Infectious diseases that once claimed the lives of one in six children before their fifth year are making an alarming comeback in the United States. The culprits are parents who should know better—and the politicians who bend over backward to accommodate them.
Today’s parents of small children no longer know the fear, much less the reality, of deadly childhood diseases. It wasn’t so long ago that epidemics of highly communicable diseases such as diphtheria, measles, and whooping cough regularly killed large numbers of children and left others with permanent disabilities. As kids, the authors of this article were prevented by their parents from going to public swimming pools during the summer because of the threat of polio.
But thanks to the miracle of vaccines, arguably the greatest public health triumph of the twentieth century, these devastating epidemics became rare and well contained. However, a kind of amnesia about the threat of infectious diseases and a fraudulent scare that supposedly linked autism to vaccines have led to diminished compliance with vaccination schedules, and this has led to outbreaks of disease. In one outbreak earlier this year, for example, twenty-three students and a few adults in southern Virginia contracted pertussis (whooping cough); none of the children had been vaccinated.
Measles is another almost-extinct viral illness that is experiencing a resurgence. Between 2001 and 2008, a median of fifty-six measles cases in the United States were reported each year to the Centers for Disease Control and Prevention (CDC). However, in the first nineteen weeks of 2011, one hundred and eighteen cases were reported, the highest number for this period since 1996.
Such infections not only cause unnecessary morbidity and mortality but exact significant health care costs. A 2008 measles outbreak in Arizona among only fourteen patients cost the two hospitals involved $800,000 to respond to and contain the cases.
In most states, children are barred from school without documented proof of up-to-date vaccinations, but there are exceptions to the requirement. All fifty states exempt children if a doctor attests to a valid medical condition, such as a vaccine allergy (quite rare). Forty-eight states permit exemptions on the basis of deeply held religious belief (with clerical documentation), and twenty-one states also allow so-called “philosophical” exemptions (also known as “personal belief exemptions,” or PBEs). The latter constitute the vast majority of exemptions. In the states that permit PBEs, parents need only sign a form stating their wish to exempt their children from the vaccination requirement; no specific reason is required. Some states are seeing exemption rates as high as 4-6 percent in kindergarteners.
Given the periodic resurgence of various illnesses that had almost disappeared, permitting non-medical exemptions from vaccination is a peril to individual children and the community at large. Although competent adults should be permitted to make decisions about their own medical care—however unwise they may be—the capricious rejection of vaccines for children is tantamount to withholding a needed blood transfusion or operation. It constitutes abuse.
Putting a single child at risk also puts the community at risk. Some of the recent outbreaks occurred when unimmunized or underimmunized travelers abroad returned home, became ill, and gave rise to other cases that swept through communities, infecting the unprotected. The higher the rate of vaccination in a community, the less likely it is for an epidemic to gain a foothold and spread. An important determinant of spread is whether there is “herd immunity,” a kind of immunological barrier to the dissemination of an infectious disease that appears when a large fraction of a susceptible population (about 75–94 percent, depending on the infectious agent) is vaccinated. The spread of the pathogen is blocked in person-to-person transmission when it confronts immunized, resistant individuals. When community-level protection falls below a certain level, the infection rate rises precipitously. Thus, a high rate of immunization serves to protect everyone in the community, including those few who legitimately cannot be vaccinated or who have a sub-optimal immune response, such as the elderly.
The underuse of vaccines should be approached in several ways:
- Public health agencies, local and national, should more aggressively educate the public about the importance of vaccination.

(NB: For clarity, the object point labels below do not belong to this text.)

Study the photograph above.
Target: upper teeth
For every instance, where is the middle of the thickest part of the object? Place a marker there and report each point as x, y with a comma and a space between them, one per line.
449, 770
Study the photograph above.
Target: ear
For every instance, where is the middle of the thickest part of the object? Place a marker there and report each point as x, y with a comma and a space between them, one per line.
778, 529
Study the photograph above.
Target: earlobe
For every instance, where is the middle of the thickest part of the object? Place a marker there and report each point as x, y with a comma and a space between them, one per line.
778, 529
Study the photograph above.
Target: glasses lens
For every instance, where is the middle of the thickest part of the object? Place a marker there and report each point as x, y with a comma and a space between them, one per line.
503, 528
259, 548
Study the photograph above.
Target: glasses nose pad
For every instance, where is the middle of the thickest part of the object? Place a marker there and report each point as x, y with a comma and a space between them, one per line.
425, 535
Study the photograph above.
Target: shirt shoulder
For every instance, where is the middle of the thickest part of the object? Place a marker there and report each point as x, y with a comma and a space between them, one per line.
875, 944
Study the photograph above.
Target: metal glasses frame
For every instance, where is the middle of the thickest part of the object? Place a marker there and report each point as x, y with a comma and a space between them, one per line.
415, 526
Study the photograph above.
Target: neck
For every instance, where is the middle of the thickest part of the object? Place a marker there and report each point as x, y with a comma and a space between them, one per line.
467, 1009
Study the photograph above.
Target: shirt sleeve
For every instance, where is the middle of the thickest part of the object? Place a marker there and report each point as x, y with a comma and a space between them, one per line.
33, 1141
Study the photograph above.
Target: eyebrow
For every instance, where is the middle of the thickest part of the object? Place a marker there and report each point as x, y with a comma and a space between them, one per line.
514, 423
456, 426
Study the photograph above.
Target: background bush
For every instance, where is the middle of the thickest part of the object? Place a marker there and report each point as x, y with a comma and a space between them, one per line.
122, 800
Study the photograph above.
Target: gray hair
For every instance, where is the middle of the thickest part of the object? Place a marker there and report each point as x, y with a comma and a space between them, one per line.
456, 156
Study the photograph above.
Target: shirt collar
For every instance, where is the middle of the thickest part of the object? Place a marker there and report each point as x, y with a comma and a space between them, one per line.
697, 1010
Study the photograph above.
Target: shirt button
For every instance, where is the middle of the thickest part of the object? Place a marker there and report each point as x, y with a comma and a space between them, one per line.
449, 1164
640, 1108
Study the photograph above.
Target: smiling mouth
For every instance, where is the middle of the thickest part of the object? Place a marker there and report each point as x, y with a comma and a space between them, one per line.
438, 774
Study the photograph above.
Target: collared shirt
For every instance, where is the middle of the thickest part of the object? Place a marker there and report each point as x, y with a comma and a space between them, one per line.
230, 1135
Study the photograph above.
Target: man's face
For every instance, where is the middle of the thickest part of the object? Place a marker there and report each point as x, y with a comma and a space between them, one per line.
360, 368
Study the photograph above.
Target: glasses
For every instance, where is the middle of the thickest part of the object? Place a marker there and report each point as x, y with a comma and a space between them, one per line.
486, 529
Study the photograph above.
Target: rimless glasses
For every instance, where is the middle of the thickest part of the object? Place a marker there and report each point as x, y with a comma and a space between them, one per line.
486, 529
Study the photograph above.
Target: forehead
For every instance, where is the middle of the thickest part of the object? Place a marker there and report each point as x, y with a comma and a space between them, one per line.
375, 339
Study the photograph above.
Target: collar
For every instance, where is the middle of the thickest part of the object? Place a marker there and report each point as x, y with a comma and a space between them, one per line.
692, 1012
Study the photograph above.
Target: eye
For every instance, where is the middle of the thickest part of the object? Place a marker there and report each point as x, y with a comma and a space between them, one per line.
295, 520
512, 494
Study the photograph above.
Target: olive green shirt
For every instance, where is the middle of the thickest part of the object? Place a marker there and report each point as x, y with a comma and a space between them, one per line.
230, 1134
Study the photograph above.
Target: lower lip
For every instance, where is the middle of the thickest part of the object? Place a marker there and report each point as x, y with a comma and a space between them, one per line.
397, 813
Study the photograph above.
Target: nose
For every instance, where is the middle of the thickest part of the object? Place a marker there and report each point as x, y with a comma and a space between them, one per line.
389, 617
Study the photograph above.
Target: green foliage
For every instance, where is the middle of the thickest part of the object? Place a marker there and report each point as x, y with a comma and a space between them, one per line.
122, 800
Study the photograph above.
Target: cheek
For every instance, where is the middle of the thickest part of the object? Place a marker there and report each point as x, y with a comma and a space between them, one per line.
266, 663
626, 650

- Health care workers should be required to be vaccinated against flu and other common infectious diseases; in the absence of a confirmed allergy to a vaccine, any who refuse it should be removed from patient contact or have their employment terminated.
- A parent whose child suffers harm from a vaccine-preventable disease that is due to a “philosophical” or religious objection should be held legally accountable for child abuse.
- Physicians whose practice includes caring for children should decline to treat families who refuse vaccination. This should be done not out of malice or a desire to punish, but to protect other children and their families who might be exposed to virus shedding in the doctor’s office.
- Philosophical exemptions from immunizations should be eliminated, and we should reconsider whether “religious exemptions” are legitimate, particularly for children. Although idiosyncratic belief systems should be respected, we cannot jeopardize public health by compromising herd immunity.
There is no way to immunize against adult ignorance and bad judgment, but we can at least demand that children not be endangered.